There is a mantra in UN circles concerning Syria which says that “the humanitarian situation will continue to deteriorate in the absence of a political solution.” It makes eminent sense to assume that a lasting peace cannot be secured independently of the political process which can ensure that peace, but where the human need is as great as it evidently is in Syria, and where power struggles are usurping the political process, using civilians as pawns, it is unconscionable to hold humanitarian concerns hostage to political haggling.
In a recent blog (Fiddling with words while Syria burns), I showed how the wording of the Geneva 1 Communiqué was ambiguous enough to bring conflicting parties to the table, but too ambiguous to allow for an agreement. For instance, its demand for “The establishment of a transitional governing body which can establish a neutral environment in which the transition can take place” does not indicate who will constitute that governing body, nor what counts as a “neutral environment” in a country riven by conflict and hatred, nor where the transition is headed and how long it has.
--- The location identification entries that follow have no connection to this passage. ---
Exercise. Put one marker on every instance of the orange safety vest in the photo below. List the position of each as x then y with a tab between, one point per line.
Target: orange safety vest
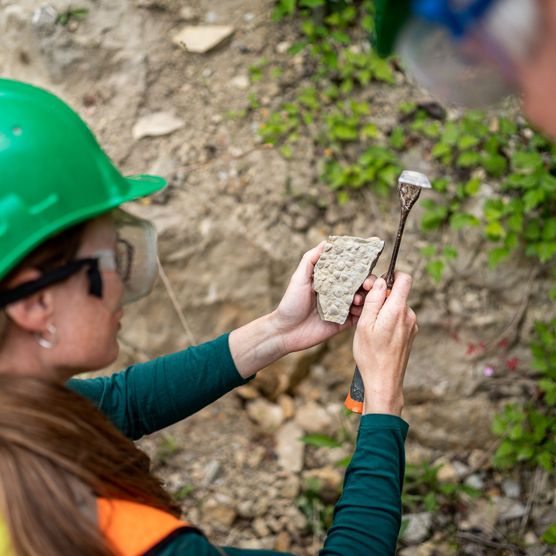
132	528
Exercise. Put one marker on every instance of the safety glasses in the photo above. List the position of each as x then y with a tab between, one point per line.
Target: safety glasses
134	259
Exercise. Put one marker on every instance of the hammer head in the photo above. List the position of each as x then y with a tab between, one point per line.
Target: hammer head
410	185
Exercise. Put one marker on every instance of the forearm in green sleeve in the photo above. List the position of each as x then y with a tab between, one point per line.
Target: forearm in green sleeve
150	396
367	517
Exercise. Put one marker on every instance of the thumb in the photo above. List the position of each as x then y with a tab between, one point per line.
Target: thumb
373	302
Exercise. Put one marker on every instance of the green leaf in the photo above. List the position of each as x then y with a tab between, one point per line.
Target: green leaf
468	159
344	462
462	220
546	460
286	151
440	150
497	255
495	230
467	142
472	186
549	536
320	440
527	162
533	198
450	252
495	165
397	138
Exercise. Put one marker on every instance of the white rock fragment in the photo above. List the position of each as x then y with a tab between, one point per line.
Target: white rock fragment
289	449
156	124
202	38
187	13
340	271
269	416
313	418
240	82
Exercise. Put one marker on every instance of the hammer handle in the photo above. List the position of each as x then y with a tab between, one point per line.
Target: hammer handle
356	394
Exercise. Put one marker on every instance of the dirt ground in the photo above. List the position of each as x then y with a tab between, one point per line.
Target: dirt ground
233	224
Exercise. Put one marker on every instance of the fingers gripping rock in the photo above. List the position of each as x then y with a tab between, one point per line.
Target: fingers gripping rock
340	271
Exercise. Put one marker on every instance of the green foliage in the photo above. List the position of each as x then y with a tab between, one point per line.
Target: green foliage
334	37
183	492
549	536
71	14
424	492
519	211
528	432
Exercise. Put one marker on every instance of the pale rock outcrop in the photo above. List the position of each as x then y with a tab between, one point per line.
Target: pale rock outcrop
340	271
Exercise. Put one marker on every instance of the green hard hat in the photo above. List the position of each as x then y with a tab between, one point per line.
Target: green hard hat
53	173
390	17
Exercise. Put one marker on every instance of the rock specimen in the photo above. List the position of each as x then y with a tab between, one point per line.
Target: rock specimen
157	124
342	268
202	38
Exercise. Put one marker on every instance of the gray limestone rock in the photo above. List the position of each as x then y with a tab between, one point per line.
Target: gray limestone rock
340	271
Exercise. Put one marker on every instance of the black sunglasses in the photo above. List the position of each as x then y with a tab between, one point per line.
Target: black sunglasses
54	276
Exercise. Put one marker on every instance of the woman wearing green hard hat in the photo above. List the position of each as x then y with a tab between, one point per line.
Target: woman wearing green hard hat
476	52
71	479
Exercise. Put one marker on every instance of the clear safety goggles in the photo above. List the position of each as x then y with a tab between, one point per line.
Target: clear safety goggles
134	259
467	52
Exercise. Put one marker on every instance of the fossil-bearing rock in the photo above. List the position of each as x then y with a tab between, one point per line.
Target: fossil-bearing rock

The first of these questions (which parties will constitute the transitional governing body), proved so intractable that it caused the collapse of the February round of talks, a turning point which has brought me to the following conclusion: it is imperative that we unhitch humanitarian concerns from the political process, allowing for the adoption of a two-track approach. The slower-paced political talks with all their necessary word-worries can be assigned to one track, and the immediate and concerted intervention to save civilian victims from the war crimes and gross breaches of human rights they are currently subject to can be – must be – fast-tracked.
On 22 February, the UN Secretary General, Ban Ki-moon, responding to the adoption of UNSC Resolution 2139 concerning the Humanitarian Situation in Syria, reassured us that “If this resolution is implemented quickly and in good faith, at least some of the suffering can be eased.” He went on to say:
“Ladies and Gentlemen, this resolution should not have been necessary. Humanitarian assistance is not something to be negotiated; it is something to be allowed by virtue of international law. Profoundly shocking to me is that both sides are besieging civilians as a tactic of war.”
It is indeed shocking, but the reason the Resolution was necessary, and the reason it will fail, is because of the ambiguities in the Geneva I Communiqué: progress on the ground will not be achieved as long as the Communiqué allows the stumbling-blocks of wording to serve as a cynical stalling tactic, with no regard for the human cost involved.
It is imperative, therefore, that the UN Security Council stop demanding “that all parties work towards the immediate and comprehensive implementation of the Geneva Communiqué”, and that it stop “expressing its regret that its Presidential Statement of 2 October 2013 [which itself reiterates the importance of implementing the Communiqué] has not delivered as expected and has not yet translated into meaningful progress on the ground.” (UNSCR 2139)
Constructive ambiguities have a limited shelf-life. Where parties refuse to talk because they can’t agree on who is entitled to do the talking, it is time to stop “emphasizing that the humanitarian situation will continue to deteriorate in the absence of a political solution,” and high time to fast-track humanitarian intervention independently of political filibustering.